Always looking for ways to streamline its design, merchandising and production cycle, the company has done everything from paring down its design calendar time frame and making samples faster, to getting faster approvals on colors, trims and samples. In fact, Perry Ellis International brought in a consulting company within the last year, and spent nearly half a year analyzing its operations in order to enhance speed to market.

“We eliminated testing that we used to do in Miami and created mini-labs in many overseas offices to do testing at the origin,” Arkin says. “Additionally, we’ve created more sophisticated tech centers in several countries to improve the fit and fit approval time.”

The company also works closely with vendors to train them up. Its quality assurance team spends a lot of time at factory locations to help avoid issues in production and works with factories and sewing operators to show them more efficient ways to operate and avoid quality issues.

“Our fabric development team works with mills at the inception to help them solve potential dyeing or other quality issues,” Arkin says. “We also conduct training for mills’ final fabric audits, explaining what our requirements are and helping to train their teams.”

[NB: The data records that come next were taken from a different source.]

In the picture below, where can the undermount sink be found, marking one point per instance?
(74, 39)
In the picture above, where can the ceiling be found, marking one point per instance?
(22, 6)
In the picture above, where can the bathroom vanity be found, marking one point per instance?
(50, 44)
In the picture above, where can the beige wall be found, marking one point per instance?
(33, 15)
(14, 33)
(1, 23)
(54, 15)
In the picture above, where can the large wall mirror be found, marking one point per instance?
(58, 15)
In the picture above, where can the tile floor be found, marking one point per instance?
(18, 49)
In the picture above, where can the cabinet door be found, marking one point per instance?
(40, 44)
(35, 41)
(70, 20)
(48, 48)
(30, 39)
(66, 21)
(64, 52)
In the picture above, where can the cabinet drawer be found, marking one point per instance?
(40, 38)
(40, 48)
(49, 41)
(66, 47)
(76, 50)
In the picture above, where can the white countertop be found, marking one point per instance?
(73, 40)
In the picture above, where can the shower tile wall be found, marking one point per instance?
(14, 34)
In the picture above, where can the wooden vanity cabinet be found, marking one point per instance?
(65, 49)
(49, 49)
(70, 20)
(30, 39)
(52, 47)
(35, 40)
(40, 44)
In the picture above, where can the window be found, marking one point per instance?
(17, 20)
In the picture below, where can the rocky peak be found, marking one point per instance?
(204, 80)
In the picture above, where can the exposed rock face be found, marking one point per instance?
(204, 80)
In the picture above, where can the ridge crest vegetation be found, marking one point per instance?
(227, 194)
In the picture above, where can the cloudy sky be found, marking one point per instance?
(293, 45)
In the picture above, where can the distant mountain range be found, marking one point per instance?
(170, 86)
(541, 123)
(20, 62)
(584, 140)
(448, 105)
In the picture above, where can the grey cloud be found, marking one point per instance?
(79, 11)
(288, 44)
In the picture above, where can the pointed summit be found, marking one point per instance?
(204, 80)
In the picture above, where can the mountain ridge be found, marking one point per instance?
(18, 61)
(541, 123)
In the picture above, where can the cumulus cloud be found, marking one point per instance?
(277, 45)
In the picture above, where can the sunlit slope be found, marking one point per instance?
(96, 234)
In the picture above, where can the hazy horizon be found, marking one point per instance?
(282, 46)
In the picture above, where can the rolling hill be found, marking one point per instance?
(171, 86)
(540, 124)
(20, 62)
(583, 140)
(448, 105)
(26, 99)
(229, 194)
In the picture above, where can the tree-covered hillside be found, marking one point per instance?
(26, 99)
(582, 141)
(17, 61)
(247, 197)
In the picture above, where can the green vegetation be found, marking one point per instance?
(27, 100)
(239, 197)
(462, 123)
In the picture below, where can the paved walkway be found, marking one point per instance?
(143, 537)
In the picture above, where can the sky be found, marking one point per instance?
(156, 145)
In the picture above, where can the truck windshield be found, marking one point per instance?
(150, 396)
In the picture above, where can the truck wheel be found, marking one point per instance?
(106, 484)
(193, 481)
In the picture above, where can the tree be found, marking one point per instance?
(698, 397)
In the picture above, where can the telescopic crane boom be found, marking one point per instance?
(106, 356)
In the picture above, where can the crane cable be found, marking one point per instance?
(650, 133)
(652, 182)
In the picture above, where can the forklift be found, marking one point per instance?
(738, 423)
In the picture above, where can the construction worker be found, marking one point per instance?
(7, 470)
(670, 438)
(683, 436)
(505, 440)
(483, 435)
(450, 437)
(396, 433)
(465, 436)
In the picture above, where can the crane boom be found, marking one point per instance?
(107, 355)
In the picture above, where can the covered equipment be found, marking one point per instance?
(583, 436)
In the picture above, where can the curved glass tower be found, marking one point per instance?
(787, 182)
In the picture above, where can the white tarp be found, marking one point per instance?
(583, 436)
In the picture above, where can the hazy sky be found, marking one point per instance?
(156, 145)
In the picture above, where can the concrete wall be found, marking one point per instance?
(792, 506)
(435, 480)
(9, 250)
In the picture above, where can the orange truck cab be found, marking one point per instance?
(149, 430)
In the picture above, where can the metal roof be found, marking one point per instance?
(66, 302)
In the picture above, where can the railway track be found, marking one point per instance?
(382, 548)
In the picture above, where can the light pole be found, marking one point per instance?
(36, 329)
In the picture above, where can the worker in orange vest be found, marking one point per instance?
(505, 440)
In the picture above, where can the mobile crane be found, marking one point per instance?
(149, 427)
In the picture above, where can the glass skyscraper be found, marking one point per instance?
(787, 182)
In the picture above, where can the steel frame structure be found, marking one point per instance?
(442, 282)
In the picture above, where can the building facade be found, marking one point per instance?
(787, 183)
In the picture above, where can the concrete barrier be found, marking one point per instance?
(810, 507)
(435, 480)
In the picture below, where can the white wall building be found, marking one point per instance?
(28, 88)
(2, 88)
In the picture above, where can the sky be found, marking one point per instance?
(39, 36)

Other key elements of Perry Ellis International’s supply chain operations include in-house clearance and logistics teams that track all shipments and are always looking at ways to improve transit times. Additionally, its planning team in the United States has helped the company to better plan and forecast sales and purchasing. The company also makes use of video conferencing for technical fitting issues.  Beyond that, it is also regularly building on the strengths of its PLM system.

“In general, our in-house reporting systems are phenomenal and allow us to get clear and precise overviews of where our sourcing and supply chain history has been and where it is going,” Arkin says. “This helps us to reinforce or diminish overseas staffing, determine where to deploy quality assurance measures, and alerts logistics teams on where they need to be focused.”

Having secured a long-term reputation for growth and quality, Perry Ellis International’s success is thanks to the integrity of its founder, which has trickled down throughout the entire company. The company remains committed to quality, product development and on time delivery, and it has no fear of jumping into new opportunities. In the years ahead, an entrepreneurial spirit that shuns layers of bureaucracy will continue to allow the company to make quick decisions and shift strategies as needed.

“We always try to be as proactive as possible and never allow ourselves to get stuck on any pre-conceived ideas or notions that we have formed,” Arkin says. “Our goal is to continually reinvent ourselves by stepping back to look at the ways we are doing things, finding ways to be better, smarter and faster by being open minded about new ideas.”